6. Do I need to appoint a Data Protection Officer (DPO)?

Some types of businesses have to do so.

Examples include if your business is a public authority, or your core activities involve the monitoring of individuals on a large scale (including profiling), or you handle data in special categories such as medical data or data relating to criminal convictions and offences.

Your Data Protection Officer could be an existing employee or you might contract somebody from outside your business.

But you’ll need to inform the supervisory authority who they are and they also need to be properly trained.

7. My business is not based in the UK or EU. Do I have to comply with the GDPR?

The GDPR affects any business worldwide that processes the data of individuals in the UK or European Union (EU).

In fact, if you’re offering goods or services to individuals in the UK or EU or monitoring their behaviour, you probably need to employ a representative within the UK or EU to handle GDPR enquiries.

Additionally, you must let the relevant supervisory authority know in writing who this is.

Many third parties already specialise in catering for this representation requirement and can be found online.

At the very least, you might make enquiries to see if this is a requirement for your business.

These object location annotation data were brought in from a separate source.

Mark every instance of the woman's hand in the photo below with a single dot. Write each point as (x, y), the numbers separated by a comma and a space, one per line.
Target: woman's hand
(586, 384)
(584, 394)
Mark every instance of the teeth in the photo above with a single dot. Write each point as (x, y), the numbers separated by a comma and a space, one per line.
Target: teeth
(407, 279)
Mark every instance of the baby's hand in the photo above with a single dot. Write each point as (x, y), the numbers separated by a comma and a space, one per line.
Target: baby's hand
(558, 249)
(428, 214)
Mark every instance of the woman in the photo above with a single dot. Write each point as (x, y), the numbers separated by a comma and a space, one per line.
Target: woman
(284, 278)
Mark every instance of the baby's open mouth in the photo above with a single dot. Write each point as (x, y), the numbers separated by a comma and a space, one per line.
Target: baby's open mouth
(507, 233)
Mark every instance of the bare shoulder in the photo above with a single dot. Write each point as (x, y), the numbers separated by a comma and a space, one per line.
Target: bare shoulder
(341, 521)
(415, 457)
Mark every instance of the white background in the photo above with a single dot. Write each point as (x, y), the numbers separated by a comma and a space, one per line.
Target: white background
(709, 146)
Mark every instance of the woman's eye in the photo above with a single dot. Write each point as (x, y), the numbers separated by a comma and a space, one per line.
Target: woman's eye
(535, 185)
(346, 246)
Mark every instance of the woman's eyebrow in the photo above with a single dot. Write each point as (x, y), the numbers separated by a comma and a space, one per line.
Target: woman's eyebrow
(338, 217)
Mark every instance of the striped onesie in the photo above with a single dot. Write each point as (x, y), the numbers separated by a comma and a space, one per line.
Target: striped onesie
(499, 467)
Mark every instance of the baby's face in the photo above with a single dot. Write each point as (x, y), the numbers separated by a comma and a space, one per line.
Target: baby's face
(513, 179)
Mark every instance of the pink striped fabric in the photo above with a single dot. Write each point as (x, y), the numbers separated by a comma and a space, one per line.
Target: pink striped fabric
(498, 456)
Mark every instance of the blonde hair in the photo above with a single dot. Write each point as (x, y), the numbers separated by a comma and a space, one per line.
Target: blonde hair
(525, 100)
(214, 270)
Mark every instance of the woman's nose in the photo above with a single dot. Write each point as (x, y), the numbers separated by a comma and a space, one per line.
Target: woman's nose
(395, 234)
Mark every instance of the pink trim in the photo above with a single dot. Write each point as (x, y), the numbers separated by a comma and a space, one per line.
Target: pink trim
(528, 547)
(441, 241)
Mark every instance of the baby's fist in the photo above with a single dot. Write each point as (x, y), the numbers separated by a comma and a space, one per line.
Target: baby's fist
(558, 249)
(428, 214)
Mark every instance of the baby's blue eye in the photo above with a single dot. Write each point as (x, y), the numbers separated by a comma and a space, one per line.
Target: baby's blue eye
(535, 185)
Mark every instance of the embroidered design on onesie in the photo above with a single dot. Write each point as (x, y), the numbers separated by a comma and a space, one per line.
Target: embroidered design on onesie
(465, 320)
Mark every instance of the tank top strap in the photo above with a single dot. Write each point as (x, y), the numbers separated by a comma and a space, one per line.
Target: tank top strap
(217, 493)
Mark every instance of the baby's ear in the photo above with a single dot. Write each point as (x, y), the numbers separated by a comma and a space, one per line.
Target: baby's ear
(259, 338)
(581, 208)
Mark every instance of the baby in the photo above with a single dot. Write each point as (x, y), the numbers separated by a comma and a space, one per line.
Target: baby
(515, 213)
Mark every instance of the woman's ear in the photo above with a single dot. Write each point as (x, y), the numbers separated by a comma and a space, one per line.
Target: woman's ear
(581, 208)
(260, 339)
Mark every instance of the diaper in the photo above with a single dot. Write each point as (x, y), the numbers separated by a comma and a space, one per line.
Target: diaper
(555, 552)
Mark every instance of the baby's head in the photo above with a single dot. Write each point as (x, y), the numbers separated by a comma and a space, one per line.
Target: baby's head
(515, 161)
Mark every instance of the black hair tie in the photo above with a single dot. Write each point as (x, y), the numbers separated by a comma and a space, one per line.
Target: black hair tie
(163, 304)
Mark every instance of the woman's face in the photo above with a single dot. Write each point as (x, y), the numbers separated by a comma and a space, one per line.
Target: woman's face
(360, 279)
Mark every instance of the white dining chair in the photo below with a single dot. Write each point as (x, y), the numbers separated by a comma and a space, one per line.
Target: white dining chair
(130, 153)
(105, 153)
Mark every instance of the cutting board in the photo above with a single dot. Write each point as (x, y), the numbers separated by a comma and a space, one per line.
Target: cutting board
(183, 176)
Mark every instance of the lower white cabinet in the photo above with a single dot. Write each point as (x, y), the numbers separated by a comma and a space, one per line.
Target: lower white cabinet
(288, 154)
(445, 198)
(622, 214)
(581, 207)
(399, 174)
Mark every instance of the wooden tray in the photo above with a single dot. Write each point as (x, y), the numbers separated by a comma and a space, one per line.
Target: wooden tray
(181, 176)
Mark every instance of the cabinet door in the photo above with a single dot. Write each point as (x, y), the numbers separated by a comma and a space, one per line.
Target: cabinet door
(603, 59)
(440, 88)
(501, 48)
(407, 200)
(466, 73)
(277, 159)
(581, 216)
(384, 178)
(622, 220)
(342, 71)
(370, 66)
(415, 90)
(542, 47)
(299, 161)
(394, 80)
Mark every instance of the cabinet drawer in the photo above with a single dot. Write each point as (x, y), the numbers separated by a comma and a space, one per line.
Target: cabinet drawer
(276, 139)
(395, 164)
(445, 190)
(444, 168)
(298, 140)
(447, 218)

8. My business is not based in the EU. Am I affected?

The GDPR affects any business worldwide that processes the data of individuals in the EU.

In fact, if you’re offering goods or services to individuals in the EU or monitoring their behaviour, you’ll probably need to employ a representative within the EU to handle GDPR enquiries.

Additionally, you must let the supervisory authority know in writing who this is. Many third-parties already specialise in catering for this representation requirement and can be found online.

At the very least, you might make enquiries to see if this is a requirement for your business.

Prior to enforcement of the GDPR, it’s at present difficult to predict the consequences for businesses outside the EU that contravene the GDPR but they could include being prohibited from transacting business within the EU until compliance is demonstrated, which could take some time.

This could affect not just sales but also suppliers, so could have a devastating effect.